Study of Heat and Mass Transfer of an Unsteady Magnetohydrodynamic (MHD) Nanofluid Flow Past a Vertical Porous Plate in the Presence of Chemical Reaction, Radiation and Soret Effects

Abstract

This paper investigates the heat and mass transfer of an unsteady, MHD incompressible water-based nanofluid (Cu and TiO2) flow over a stretching sheet in a transverse magnetic field with thermal radiation Soret effects. The governing differential equations are transformed into a set of non-linear ordinary differential equations and solved using a regular perturbation technique with appropriate boundary conditions for various physical parameters. The effects of different physical parameters on the dimensionless velocity, temperature, and concentration profiles are depicted graphically and analyzed in detail.
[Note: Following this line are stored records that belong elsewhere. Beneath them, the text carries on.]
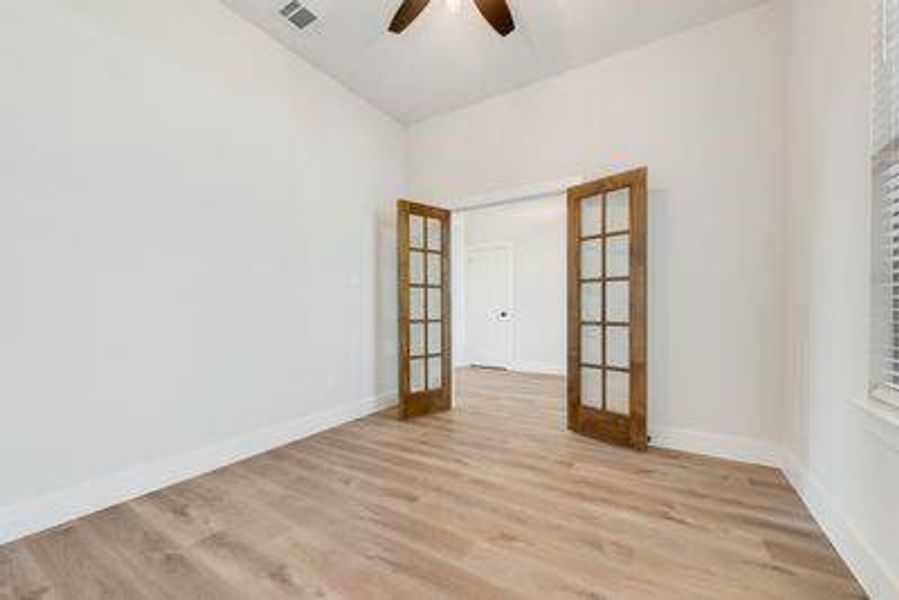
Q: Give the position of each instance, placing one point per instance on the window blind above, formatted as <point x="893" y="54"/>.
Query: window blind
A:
<point x="885" y="209"/>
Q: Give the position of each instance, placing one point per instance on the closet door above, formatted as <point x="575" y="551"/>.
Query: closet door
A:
<point x="607" y="221"/>
<point x="425" y="345"/>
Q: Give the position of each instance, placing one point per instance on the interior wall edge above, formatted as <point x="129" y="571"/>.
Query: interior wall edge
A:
<point x="64" y="505"/>
<point x="865" y="563"/>
<point x="729" y="447"/>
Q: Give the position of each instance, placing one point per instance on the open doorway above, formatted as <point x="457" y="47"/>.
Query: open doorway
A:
<point x="510" y="288"/>
<point x="546" y="284"/>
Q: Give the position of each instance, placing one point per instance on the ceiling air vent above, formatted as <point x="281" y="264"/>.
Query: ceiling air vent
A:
<point x="298" y="14"/>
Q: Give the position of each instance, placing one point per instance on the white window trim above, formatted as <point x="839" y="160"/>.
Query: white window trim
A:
<point x="886" y="396"/>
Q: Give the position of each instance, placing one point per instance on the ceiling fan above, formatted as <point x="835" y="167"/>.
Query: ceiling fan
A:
<point x="496" y="12"/>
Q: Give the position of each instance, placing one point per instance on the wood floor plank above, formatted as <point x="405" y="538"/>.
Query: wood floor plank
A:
<point x="494" y="499"/>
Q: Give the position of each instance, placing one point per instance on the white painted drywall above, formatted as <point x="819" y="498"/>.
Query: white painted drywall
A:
<point x="842" y="458"/>
<point x="705" y="111"/>
<point x="535" y="231"/>
<point x="195" y="240"/>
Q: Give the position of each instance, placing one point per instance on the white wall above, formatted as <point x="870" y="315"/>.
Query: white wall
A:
<point x="195" y="245"/>
<point x="842" y="456"/>
<point x="535" y="231"/>
<point x="705" y="111"/>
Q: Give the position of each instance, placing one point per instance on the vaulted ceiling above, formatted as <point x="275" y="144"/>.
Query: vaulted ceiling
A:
<point x="447" y="60"/>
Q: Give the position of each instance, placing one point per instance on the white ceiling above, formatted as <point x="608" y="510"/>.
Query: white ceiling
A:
<point x="446" y="61"/>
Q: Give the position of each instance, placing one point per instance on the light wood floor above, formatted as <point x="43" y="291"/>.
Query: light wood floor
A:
<point x="493" y="500"/>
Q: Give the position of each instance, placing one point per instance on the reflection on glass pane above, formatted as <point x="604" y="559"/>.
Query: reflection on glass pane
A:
<point x="416" y="232"/>
<point x="591" y="302"/>
<point x="618" y="347"/>
<point x="434" y="264"/>
<point x="618" y="393"/>
<point x="416" y="339"/>
<point x="618" y="210"/>
<point x="617" y="302"/>
<point x="434" y="303"/>
<point x="434" y="338"/>
<point x="591" y="216"/>
<point x="417" y="375"/>
<point x="434" y="234"/>
<point x="618" y="256"/>
<point x="591" y="388"/>
<point x="591" y="259"/>
<point x="416" y="267"/>
<point x="435" y="380"/>
<point x="591" y="344"/>
<point x="416" y="304"/>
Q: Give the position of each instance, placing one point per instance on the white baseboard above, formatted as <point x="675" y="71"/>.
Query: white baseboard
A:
<point x="719" y="446"/>
<point x="538" y="368"/>
<point x="77" y="501"/>
<point x="871" y="571"/>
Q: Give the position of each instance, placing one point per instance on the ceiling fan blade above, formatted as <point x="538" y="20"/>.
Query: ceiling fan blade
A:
<point x="498" y="14"/>
<point x="408" y="11"/>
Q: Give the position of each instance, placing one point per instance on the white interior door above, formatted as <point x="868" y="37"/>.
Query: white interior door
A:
<point x="488" y="306"/>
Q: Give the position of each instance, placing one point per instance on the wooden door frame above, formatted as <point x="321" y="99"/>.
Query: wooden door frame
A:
<point x="619" y="429"/>
<point x="411" y="405"/>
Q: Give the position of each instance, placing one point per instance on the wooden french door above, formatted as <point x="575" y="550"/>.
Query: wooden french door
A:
<point x="425" y="342"/>
<point x="607" y="222"/>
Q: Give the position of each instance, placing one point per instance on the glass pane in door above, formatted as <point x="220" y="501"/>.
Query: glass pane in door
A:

Favourable comparisons with previously published work on various exceptional cases of the problem are obtained. Finally, numerical values of the physical quantities, such as the local skin-friction coefficient, the local Nusselt number and the local Sherwood number, are presented in tabular form. Results describe that the velocity and temperature diminish with enhancing the thermal radiation. Concentration decreases with improving the chemical reaction. Both velocity and concentration are enhanced with increases of soret parameter. And also, water–based TiO2 nanofluids possess higher velocity than water-based Cu nanofluids.